Apache Kafka

We will start with a python and ML agnostic component of our streaming ML model deployment workflow.

Apache Kafka

  • Is a popular Java/Scala based OSS (open-source software) streaming solution that allows one to stream messages. These messages can be streamed to and from various end-points.

  • See the Github repo for the code and wikipedia for its history. It started out of LinkedIn in 2011.

  • From its webpage,

Apache Kafka is an open-source distributed event streaming platform used by thousands of companies for high-performance data pipelines, streaming analytics, data integration, and mission-critical applications.

prop1 prop2 prop3

Source: https://kafka.apache.org/

Architecture

  • We will not go into the technical details of the software here.
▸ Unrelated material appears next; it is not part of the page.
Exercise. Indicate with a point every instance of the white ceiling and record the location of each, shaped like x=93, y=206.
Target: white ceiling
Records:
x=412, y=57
Instead, we will familiarize ourselves with some of its building blocks.

  • First is the notion of producers and consumers of messages.

  • These producers and consumers are arbitrary programs (e.g., pyspark in our case).
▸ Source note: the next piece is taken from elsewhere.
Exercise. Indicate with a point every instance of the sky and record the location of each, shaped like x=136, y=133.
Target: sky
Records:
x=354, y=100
  • The messages produced by producers are partitioned into topics. Within a topic, the messages are stored in ways that maximize I/O and network efficiency.

  • Consumers read from these topics, and thus partitions.

  • The messages in the topics typically have constraints (older messages will be deleted or only the most recent messages will be retained).

  • The messages can be read many times by many consumers as long as the constraints are met.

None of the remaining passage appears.